Quant aux personnes à la rue, sur les 61 fontaines répertoriées sur le site de la Mairie de Toulouse, seules 18 étaient fonctionnelles lors de la dernière vérification réalisée par les équipes de Médecins du Monde mi-avril. A noter que 2 de ces fontaines sont des fontaines d’ornement où l’eau n’est pas potable et pourtant bien répertoriées comme fontaine potable.


Les mesures de mise à l’abri de ces personnes ne sont pas à la hauteur de la situation. Il a fallu attendre que les premiers cas de COVID apparaissent pour que des solutions soient enfin proposées, malgré les relances permanentes de tout le secteur associatif et des collectifs toulousains. Cependant le SIAO recensait encore 235 personnes restées sans solution d’hébergement durant la semaine du 10 au 16 avril, malgré leurs appels au 115, ceci sans compter le nombre de personnes qui n’appellent plus, particulièrement celles vivant en squat et bidonvilles.

 

Pour que nous, les partenaires associatifs et les personnes concernées, soyons entendus, seule la voie judiciaire semble aujourd’hui la solution.
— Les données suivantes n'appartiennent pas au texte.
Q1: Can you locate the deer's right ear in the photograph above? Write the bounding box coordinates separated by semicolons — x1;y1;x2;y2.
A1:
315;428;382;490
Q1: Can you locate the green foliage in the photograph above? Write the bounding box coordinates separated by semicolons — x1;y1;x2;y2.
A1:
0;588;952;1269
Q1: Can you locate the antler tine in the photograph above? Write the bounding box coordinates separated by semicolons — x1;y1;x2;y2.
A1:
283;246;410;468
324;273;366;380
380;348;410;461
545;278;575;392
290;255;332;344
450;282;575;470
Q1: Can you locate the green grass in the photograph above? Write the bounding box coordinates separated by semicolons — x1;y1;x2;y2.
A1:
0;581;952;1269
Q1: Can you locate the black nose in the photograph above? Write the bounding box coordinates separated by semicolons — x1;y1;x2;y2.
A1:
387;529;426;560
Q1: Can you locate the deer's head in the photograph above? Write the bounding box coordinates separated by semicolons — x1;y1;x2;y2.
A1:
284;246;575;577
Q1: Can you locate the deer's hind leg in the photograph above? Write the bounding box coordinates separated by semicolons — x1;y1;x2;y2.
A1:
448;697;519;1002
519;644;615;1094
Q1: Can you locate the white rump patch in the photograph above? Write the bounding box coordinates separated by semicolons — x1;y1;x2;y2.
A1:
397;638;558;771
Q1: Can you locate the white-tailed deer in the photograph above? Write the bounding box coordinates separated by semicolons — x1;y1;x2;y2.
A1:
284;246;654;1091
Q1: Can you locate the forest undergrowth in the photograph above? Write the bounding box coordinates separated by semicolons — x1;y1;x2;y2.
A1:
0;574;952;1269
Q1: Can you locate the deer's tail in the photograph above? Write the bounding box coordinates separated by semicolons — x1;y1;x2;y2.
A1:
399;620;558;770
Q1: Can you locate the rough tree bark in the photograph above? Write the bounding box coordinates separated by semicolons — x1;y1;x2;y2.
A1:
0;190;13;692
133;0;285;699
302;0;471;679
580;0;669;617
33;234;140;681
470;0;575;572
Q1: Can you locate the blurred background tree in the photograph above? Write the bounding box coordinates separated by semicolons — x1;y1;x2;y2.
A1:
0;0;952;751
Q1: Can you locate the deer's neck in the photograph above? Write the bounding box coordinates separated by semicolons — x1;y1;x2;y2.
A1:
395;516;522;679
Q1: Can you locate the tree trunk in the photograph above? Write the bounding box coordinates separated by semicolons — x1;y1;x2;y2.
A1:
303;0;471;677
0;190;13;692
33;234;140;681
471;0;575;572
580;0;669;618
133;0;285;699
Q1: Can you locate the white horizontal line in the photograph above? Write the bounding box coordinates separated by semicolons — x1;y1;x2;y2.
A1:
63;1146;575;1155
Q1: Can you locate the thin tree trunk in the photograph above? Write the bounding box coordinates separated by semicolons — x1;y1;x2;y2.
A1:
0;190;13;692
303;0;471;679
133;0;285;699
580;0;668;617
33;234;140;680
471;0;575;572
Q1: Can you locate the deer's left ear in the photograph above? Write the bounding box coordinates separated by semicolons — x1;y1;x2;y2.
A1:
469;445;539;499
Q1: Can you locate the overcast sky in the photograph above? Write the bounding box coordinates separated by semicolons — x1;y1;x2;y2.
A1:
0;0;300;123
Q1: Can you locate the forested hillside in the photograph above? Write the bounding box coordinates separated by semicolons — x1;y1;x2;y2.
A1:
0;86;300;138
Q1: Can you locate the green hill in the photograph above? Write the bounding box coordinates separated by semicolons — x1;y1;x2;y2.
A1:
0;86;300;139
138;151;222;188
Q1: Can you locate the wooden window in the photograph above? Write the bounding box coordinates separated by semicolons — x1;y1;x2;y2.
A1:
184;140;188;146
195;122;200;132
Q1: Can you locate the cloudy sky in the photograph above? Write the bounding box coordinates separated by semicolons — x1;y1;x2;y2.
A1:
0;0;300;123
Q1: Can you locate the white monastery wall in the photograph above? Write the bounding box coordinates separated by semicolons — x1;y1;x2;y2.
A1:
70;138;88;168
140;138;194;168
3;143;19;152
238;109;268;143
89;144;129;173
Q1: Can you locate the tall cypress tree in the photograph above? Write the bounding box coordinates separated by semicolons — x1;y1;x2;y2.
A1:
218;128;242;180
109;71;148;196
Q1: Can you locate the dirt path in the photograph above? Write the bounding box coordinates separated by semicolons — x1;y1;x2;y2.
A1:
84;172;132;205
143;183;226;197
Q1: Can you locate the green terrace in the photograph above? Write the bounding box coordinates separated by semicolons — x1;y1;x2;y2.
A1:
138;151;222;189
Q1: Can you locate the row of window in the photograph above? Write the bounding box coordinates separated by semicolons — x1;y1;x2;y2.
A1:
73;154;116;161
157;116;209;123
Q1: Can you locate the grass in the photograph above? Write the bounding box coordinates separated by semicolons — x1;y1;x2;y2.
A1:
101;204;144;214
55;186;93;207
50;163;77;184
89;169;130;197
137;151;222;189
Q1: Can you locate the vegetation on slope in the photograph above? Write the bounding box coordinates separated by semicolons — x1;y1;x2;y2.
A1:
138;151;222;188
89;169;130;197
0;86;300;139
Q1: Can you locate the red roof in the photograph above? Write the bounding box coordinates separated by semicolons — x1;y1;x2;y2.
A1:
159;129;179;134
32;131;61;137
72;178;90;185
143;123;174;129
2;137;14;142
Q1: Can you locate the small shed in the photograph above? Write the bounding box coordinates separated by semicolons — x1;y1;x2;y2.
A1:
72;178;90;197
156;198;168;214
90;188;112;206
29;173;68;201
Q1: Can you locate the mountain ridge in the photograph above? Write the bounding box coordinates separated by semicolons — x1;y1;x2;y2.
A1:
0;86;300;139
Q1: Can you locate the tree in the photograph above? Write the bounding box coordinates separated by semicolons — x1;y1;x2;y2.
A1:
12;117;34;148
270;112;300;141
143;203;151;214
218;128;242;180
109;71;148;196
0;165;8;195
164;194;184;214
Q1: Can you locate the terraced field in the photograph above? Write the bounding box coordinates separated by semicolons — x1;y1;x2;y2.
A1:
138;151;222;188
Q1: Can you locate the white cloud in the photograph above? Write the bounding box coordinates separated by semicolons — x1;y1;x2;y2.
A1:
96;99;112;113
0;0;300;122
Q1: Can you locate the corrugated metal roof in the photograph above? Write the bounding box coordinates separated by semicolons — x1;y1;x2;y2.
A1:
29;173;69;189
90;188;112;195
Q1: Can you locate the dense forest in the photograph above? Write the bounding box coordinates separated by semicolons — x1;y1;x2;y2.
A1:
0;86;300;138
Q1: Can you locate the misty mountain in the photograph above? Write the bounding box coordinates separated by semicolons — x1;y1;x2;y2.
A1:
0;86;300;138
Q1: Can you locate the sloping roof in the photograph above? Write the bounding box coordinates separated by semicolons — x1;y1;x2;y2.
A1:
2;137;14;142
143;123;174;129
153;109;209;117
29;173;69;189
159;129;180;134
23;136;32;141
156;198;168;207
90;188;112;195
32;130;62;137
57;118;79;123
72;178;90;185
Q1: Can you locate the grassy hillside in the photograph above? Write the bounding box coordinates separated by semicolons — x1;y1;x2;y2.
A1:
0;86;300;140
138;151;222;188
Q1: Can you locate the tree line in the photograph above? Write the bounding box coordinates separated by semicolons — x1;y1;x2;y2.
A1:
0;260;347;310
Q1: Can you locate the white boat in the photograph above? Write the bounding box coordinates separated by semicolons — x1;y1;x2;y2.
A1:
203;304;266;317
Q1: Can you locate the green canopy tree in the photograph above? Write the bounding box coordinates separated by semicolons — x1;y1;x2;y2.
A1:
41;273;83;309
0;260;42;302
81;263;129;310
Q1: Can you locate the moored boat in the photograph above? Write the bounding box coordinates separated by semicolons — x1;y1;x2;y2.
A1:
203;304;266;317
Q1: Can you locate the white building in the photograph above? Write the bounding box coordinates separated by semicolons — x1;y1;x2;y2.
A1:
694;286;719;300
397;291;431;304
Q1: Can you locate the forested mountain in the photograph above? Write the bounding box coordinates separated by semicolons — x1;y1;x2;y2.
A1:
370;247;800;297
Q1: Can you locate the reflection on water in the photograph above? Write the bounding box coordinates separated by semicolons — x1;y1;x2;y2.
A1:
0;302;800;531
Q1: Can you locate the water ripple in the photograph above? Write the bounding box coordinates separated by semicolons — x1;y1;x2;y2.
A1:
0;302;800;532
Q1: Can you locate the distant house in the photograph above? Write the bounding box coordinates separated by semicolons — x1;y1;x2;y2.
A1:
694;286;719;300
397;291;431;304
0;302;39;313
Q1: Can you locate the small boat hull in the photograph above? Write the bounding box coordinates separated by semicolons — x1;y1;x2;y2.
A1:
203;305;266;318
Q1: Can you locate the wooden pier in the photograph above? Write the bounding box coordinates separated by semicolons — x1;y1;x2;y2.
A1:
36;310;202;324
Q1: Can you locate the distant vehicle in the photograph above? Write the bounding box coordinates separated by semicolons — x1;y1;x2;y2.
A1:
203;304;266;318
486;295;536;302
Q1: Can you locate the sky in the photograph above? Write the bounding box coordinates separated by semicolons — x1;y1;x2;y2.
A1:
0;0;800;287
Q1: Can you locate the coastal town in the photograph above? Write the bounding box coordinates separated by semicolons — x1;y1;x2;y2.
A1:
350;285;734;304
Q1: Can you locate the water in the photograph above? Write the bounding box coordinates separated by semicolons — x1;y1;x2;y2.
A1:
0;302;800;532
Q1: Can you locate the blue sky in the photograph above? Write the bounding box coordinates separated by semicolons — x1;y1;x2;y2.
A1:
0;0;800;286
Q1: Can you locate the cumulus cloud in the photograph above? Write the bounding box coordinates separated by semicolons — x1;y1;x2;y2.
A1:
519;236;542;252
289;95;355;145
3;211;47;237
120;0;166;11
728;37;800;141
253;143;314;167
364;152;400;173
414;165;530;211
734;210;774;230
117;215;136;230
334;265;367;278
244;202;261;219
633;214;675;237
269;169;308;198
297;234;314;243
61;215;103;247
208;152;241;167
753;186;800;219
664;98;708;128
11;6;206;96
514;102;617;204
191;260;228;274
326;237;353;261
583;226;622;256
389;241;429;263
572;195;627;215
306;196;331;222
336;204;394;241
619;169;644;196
Un collectif d’avocats a donc décidé d’apporter son aide aux associations et d’attaquer les autorités devant le Tribunal administratif de Toulouse à travers une procédure de Référé Liberté. « Un référé liberté permet au juge des référés, lorsque la carence des autorités publiques expose des personnes à un traitement inhumain ou dégradant, portant ainsi une atteinte grave et manifestement illégale à une liberté fondamentale, de prescrire toutes les mesures de nature à faire cesser la situation résultant de cette carence » précise Maitre Brel, avocat membre du collectif. « En l’état, nous considérons qu’au vu des conditions de vie insalubres et de l’impossibilité pour les personnes de respecter les gestes barrières et donc de se protéger de l’épidémie, l’atteinte aux libertés fondamentales ainsi que l’urgence de la situation sont largement caractérisées » poursuit-il.

 

Par le biais de cette procédure, Médecins du Monde, la CIMADE, le Secours catholique, Utopia 56 et la Fondation Abbé Pierre, demandent donc au Juge des référés d’enjoindre la Préfecture, la Mairie de Toulouse et la Métropole de :

  • Rouvrir toutes les bornes fontaines de la métropole toulousaine

 

  • Rouvrir toutes les sanisettes publiques avec la mise à disposition de savons ou de désinfectants à l’intérieur des sanisettes et la maintenance, le nettoyage et la désinfection réguliers des sanisettes

 

  • Répondre à l’urgence sanitaire sur tous les bidonvilles et squats concernés par la requête par :

- Le raccordement à un point d’eau avec des robinets en nombre suffisant et espacés permettant une distanciation sociale

- L’installation de sanitaires dans le respect des standards humanitaires internationaux

- L’organisation du ramassage régulier des ordures ménagères et des encombrants

 

A quelques semaines du déconfinement, en dehors du respect des droits fondamentaux des personnes, tout ceci semble relever d’une mesure élémentaire urgente afin d’éviter un nouveau sursaut de l’épidémie et de maitriser la propagation du COVID 19.